Home

Termine     Autoren     Literatur     Krimi     Quellen     Politik     Geschichte     Philosophie     Zeitkritik     Sachbuch     Bilderbuch     Filme





Glanz&Elend
Literatur und Zeitkritik


Anzeige

Glanz&Elend
Ein großformatiger Broschurband
in einer limitierten Auflage von 1.000 Ex.
mit 176 Seiten, die es in sich haben.

Ohne Versandkosten bestellen!

Petits riens (neunzehn)

Von Wolfram Schütte


Foto: © Roderich Reifenrath

Brecht/Trump – Wie haben wir gefeixt, damals selbst noch Schüler, als wir von Brechts früher Dialektik lasen. Als Schüler habe er einem schlecht benoteten Aufsatz eine ganze Reihe von vermeintlichen Fehler-Markierungen des Lehrers hinzugefügt. Dann habe er weinerlich den Lehrer mit dessen vermeintlichen Übereifer konfrontiert. Aus Scham habe der ertappte Lehrer nach der Korrektur seiner ihm unterschobenen Fehler zur »Wiedergutmachung« den Aufsatz besser benotet.
Fraglich ist, ob Brecht hier über seine selbstgelegten schulischen Kuckuckseier gelogen, also sein »hinterfotziges« Raffinement des gewieften Betrügers erfunden oder ob er wirklich derlei in seiner Augsburger Schulzeit praktiziert hat. Mir fiel die Brecht-Anekdote ein, als ich jetzt in der NZZ folgende Meldung las: »
Der designierte amerikanische Präsident Donald Trump unterstellt Unregelmäßigkeiten bei der Wahl. Millionen hätten illegal abgestimmt, schrieb er auf Twitter. Ohne diese Stimmen hätte er nicht nur die Mehrheit der Wahlmänner, sondern auch des Wahlvolks gewonnen, behauptete Trump, ohne Beweise vorzulegen.
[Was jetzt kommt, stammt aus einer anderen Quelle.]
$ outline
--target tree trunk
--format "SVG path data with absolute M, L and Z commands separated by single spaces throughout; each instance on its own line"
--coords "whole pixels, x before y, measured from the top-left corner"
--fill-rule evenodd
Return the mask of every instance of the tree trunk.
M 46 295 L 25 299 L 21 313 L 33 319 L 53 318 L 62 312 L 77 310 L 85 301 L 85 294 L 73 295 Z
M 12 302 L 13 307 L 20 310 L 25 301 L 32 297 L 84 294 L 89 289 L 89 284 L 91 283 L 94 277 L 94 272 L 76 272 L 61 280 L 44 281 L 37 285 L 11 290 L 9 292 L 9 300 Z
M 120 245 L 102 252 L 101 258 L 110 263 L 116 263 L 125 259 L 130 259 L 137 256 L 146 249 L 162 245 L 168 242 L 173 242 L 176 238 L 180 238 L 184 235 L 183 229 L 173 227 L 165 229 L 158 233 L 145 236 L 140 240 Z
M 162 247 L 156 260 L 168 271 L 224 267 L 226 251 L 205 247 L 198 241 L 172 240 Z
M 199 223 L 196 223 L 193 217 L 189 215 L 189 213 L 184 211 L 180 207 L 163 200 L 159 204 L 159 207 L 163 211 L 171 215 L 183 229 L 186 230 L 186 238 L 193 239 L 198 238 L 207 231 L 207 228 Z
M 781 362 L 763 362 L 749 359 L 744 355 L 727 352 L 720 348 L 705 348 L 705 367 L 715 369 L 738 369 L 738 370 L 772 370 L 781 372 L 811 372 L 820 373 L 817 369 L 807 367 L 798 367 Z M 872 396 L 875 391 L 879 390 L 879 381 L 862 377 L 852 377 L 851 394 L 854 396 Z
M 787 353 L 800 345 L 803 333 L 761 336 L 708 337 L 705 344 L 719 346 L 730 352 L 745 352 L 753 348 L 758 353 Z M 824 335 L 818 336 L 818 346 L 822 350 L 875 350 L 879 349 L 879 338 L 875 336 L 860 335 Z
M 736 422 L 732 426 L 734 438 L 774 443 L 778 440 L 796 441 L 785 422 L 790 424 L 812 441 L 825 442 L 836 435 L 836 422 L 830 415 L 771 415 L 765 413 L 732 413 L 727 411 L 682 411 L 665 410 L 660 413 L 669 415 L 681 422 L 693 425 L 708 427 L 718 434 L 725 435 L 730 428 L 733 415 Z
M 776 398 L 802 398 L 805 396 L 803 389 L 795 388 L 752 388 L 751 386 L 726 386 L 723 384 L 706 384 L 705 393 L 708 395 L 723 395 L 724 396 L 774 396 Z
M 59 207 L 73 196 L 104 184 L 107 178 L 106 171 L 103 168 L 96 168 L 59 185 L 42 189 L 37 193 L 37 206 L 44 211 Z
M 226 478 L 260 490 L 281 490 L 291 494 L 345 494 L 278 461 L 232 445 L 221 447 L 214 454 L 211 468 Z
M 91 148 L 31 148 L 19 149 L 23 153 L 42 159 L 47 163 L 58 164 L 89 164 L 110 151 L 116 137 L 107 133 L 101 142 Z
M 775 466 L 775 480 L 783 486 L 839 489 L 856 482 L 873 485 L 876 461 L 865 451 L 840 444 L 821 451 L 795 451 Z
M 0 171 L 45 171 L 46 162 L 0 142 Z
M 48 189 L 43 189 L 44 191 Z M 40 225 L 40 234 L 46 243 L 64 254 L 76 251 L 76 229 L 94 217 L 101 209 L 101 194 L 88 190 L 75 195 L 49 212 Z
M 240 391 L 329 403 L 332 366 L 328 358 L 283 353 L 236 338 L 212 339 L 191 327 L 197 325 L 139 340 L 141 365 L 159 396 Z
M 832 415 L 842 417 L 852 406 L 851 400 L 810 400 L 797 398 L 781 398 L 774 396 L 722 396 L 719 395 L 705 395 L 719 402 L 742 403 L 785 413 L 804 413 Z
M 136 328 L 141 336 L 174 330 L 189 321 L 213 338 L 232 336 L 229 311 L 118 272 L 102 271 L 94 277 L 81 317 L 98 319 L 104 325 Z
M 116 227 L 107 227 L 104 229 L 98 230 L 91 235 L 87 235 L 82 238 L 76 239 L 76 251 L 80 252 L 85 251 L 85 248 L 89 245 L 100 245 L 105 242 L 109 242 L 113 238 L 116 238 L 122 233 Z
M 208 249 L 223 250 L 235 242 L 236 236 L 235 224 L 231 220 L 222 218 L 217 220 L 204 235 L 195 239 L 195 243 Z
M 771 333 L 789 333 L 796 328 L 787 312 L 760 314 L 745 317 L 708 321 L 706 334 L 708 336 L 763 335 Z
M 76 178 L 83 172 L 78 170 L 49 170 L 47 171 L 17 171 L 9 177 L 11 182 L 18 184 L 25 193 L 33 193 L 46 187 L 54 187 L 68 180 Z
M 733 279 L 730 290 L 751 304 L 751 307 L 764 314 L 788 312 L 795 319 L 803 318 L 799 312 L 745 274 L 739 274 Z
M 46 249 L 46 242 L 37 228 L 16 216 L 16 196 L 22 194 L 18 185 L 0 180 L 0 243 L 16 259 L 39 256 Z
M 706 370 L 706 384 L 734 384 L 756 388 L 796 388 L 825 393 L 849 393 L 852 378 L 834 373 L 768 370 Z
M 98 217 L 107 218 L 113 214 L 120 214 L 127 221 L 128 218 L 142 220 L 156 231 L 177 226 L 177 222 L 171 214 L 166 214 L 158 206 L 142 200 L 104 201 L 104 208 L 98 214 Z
Seine Rivalin Hillary Clinton hatte zwei Millionen mehr Wählerstimmen erhalten«. Zuvor war bekannt geworden, dass die Kandidatin der amerikanischen Grünen die Neuauszählung der Stimmen in einigen Bundesstaaten beantragt & Clinton ihr zugestimmt hatte.
Was für eine amüsante Harmlosigkeit war doch die »Schlitzohrigkeit« des Schülers Brecht gegen die schamlose Unterstellung des designierten US-Präsidenten Trump, dem sein Biograph nachsagt, die Psyche eines Dreizehnjährigen zu haben!

                                             *

Self fulfilling prophecy – Walter Benjamins Diktum: »Der Begriff des Fortschritts ist in der Idee der Katastrophe zu fundieren, daß es ‚so weiter' geht, ist die Katastrophe. Sie ist nicht das jeweils Bevorstehende, sondern das jeweils Gegebene.« Daran könnte man erinnert sein, wenn man an den gescheiterten Militär-Putsch in der Türkei & dessen nachhaltige Folgen denkt. Der heute zurecht nicht in Erdogans Machtbereich lebende türkische Journalist Yavuz Baydar hat immer wieder in seinen Kommentaren – die dankenswerterweise im Feuilleton der SZ auf Deutsch erschienen – danach gefragt, was in der Nacht vom 15.Juli 2016 in der Türkei wirklich passiert ist. Zuletzt hat er das unter dem Titel »Der Putsch und der Nebel« aufgrund der bisher offiziell bekannt gewordenen Fakten am 9.12. 2016 getan.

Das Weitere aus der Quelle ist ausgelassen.